Belge denildiğinde yalnızca devlete ait kâğıtları anlayanları bir yana bırakacak olursak, aslında belge, çok daha geniş bir alam kapsar. Bütün kurumsal dokümanlar belgedir. Kişisel evraklar belgedir. Mektuplar, kartpostallar belgedir. Karalama notları, basit kişisel notlar ve dokümanlar, kişisel ajandalar belgedir. Günümüzde maillerin tamamı, kısa mesajlar, bilgisayar dosyalan belgedir. Anılar, günlükler, kişisel olan her şey belgedir. Dokümanlar üzerinde alınmış olan notlar, şerhler, haşiyeler belgedir. Kitaplar ya da makaleler üzerinde alınmış notlar, yorumlar, şerhler belgedir. Ses kayıtları belgedir.

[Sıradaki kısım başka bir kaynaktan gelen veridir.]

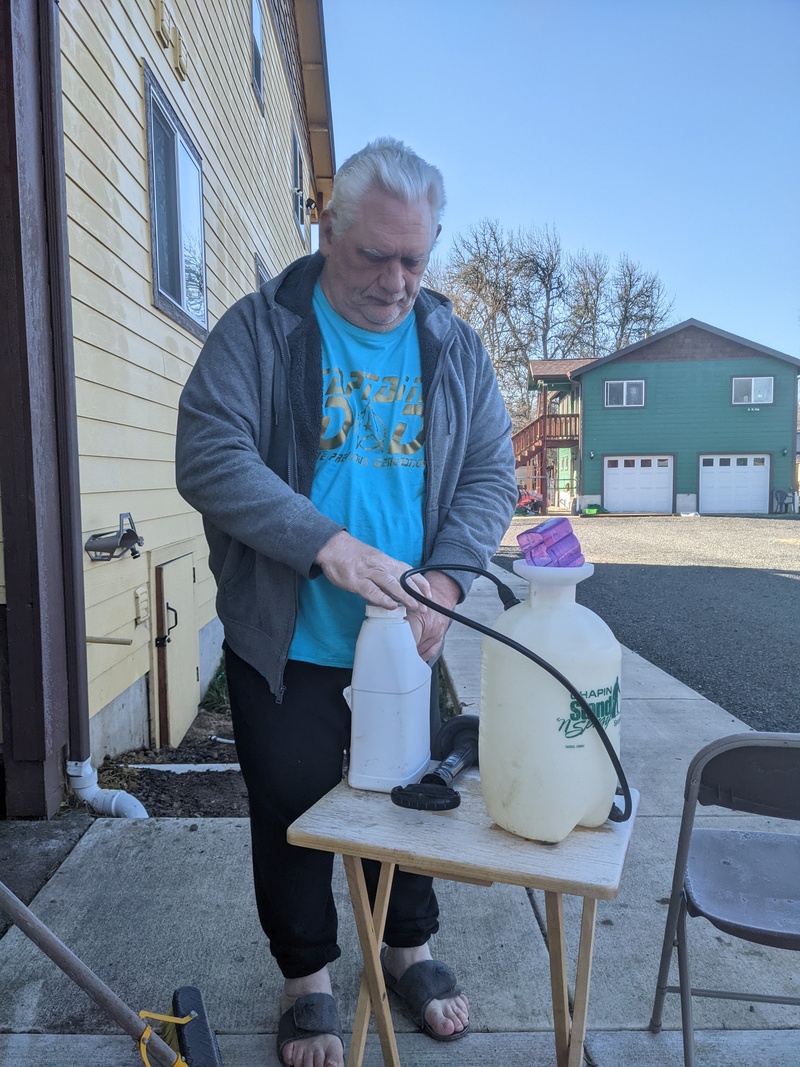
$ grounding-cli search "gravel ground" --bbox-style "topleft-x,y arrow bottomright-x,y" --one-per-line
495,515 -> 800,731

Fakat geçmişi sadece elimizde bulunan belgelere dayanarak kurmak yanıltıcı olacaktır. Belgeler de bize hakikatin tamamını söyleyemez. Bunu hiç kimse söyleyemez. Ortada ciddi bir güçlük vardır: Hele yakın zamanlara geldikçe, elimizde bulunan neredeyse sayısız belge arasından neleri ele alacağımız, seçeceğimiz, hangilerini dışarıda bırakıp eleyeceğimiz gibi sorular, tarihin epistemolojik ve metodolojik sorunlarına ışık tutar. Belgeleri iskambil kâğıtları gibi üst üste dizerek, yan yana getirerek, geçmişin gerçeğini bulma çabasına girişmenin hiçbir anlamı yoktur. Çünkü bu, hiçbir sonuç vermez. Hangi iskambil kâğıtlarını seçerek, nasıl bir kurgu içinde, hangi mimarî formda geçmişi yeniden ayağa kaldıracağımız sorusuna belgeler tek başlarına hiçbir yanıt veremezler ve bu konuda maalesef hiçbir şekilde yol da gösteremezler. En azından doğru yolu gösteremezler. Belgeler, bir anlamda bizim kölelerimizdir. Onları istediğimiz gibi kullanırız."Kullanırız" sözcüğü, elbette pejoratif anlama da gelebilecektir. "İstismar etmek" anlamında elbette kullanmıyorum. Tabii ki belgeleri istismar edenler, onları kullananlar vardır ve şüphesiz her zaman da olacaktır. Fakat bu doğru bir yöntem değildir. Hem etik değildir, hem de bilimsel tarih metoduna aykırıdır. Söylemek istediğim, belgeleri onların meydana geldikleri geçmişin bilincinde olarak kullanmak gerektiğidir.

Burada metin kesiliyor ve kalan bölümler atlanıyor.